Data Organization
Motivation
5S methodology
“5S” (Wikipedia, 2024) is a workplace organisation method that uses a list of five Japanese words translated into English as: sort, set in order, shine, standardise and sustain. In the context of organising research data, ‘sort’ would refer to deleting unnecessary files. ‘Set in order’ would refer to developing and documenting naming conventions and folder structures. ‘Shine’ would refer to following conventions and developing routines. ‘Standardise’ would refer to documenting rules and responsibilities and developing best practices and standard operating procedures (SOPs). And ‘sustain’ would refer to regularly checking that rules are being followed and making improvements where necessary (Assmann et al., 2022).

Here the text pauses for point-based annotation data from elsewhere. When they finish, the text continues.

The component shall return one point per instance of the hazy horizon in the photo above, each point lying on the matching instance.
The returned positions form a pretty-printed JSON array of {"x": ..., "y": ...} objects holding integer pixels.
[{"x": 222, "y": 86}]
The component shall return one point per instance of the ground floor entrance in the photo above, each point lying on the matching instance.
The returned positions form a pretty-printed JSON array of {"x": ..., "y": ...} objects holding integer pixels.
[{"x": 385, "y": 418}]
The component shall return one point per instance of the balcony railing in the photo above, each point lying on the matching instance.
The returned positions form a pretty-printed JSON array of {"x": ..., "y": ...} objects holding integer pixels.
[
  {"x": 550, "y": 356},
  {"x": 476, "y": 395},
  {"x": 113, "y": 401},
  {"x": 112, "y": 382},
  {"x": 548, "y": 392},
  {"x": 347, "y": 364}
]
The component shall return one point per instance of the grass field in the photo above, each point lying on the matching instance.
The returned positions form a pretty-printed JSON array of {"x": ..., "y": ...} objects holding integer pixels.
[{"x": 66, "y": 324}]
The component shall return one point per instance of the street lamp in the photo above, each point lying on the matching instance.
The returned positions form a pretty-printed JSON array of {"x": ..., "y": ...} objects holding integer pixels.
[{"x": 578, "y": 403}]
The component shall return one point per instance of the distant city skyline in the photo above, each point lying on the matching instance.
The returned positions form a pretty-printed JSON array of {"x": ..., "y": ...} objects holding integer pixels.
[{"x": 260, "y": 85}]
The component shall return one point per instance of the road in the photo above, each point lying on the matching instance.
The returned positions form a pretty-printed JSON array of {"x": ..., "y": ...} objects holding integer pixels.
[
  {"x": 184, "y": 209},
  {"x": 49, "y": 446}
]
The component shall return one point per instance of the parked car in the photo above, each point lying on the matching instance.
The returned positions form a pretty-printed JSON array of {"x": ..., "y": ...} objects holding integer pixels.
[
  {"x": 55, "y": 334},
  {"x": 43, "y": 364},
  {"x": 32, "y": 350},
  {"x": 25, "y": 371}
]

Further resources on the 5S methodology
- The 5S Methodology in Research Data Management
- 5S Data: Setz dich auf deine 5 Buchstaben und organisiere deine Daten! (Coffee Lecture)
File naming
File naming convention
In order to maximise access to your data, to stay organised and to identify your files quickly, files and folders should be named in a meaningful and systematic way (LMA RDMWG, 2024a; Rehwald et al., 2022). A file naming convention provides a framework for naming your files and/or folders in a way that describes what they contain and how they relate to other files. This framework will help you, your future self, and others in a shared or collaborative group file-sharing environment to navigate your work more easily (LMA RDMWG, 2024a).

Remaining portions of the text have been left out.